The ADAC in new cars varies so much in implementation. None of it can be trusted (like you said, the sign recognition is iften wrong) but as a backup reminder it can be great. eg: lane centring etc. If it feels like its seizing control from me it can be terrifying. eg: automatic braking out of the blue.
Couple of examples from just this last week: I was on a multi-lane road with a posted 60km/h speed limit, and the car was trying to tell the driver it was 40, and beeped at them whenever they went over it. Another one complained about crossing the centreline marking because we were going around parked cars and there was no choice.
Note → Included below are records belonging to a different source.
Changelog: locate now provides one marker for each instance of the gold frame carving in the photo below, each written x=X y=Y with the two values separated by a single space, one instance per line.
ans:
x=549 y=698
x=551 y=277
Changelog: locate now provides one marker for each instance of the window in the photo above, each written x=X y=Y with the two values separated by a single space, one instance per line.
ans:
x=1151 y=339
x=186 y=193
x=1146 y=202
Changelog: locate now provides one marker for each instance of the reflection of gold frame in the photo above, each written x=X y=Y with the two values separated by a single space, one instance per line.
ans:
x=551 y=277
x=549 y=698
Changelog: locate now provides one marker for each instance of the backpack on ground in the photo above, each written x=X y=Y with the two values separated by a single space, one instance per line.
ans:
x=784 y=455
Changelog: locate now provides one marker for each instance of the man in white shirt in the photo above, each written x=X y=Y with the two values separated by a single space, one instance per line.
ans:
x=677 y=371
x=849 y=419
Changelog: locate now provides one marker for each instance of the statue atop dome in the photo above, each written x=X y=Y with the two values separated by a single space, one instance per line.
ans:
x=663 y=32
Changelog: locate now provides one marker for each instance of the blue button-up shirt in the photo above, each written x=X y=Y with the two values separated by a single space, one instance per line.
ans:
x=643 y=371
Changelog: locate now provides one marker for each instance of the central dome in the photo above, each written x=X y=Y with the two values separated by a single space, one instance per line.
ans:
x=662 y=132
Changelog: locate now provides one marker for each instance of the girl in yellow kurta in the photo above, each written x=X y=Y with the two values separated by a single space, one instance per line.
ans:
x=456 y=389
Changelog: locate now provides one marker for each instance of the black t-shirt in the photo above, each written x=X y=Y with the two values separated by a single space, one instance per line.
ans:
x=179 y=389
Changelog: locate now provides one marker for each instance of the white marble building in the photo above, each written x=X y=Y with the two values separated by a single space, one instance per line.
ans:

Thankfully the car didn't seize control in those situations and just gave an audible warning, but if it had we'd have been in the pooh, especially that second one.
People tell me the hallucinations aren't a big deal because people should fact check everything.
- People aren't fact checking
- If you have to fact check every single thing you're not saving any time over becoming familiar with whatever the real source of info is
My friend told me that one of her former colleagues, wicked smart dude, was talking to her about space. Then he went off about how there were pyramids on Mars. She was like, "oh ... I'm quite caught up on this stuff and I haven't heard of this info. Where can I find this info?" The guy apparently has been having super long chats with whatever LLMand thinks that they're now diving into the "truth" now.
99% won't do when the consequences of that last 1% are sever.
There's more than one book on the subject, but all the cool kids were waving around their copies of The Black Swan at the end of 2008.
Seems like all the lessons we were supposed to learn about stacking risk behind financial abstractions and allowing business to self-regulate in the name of efficiency have been washed away, like tears in the rain.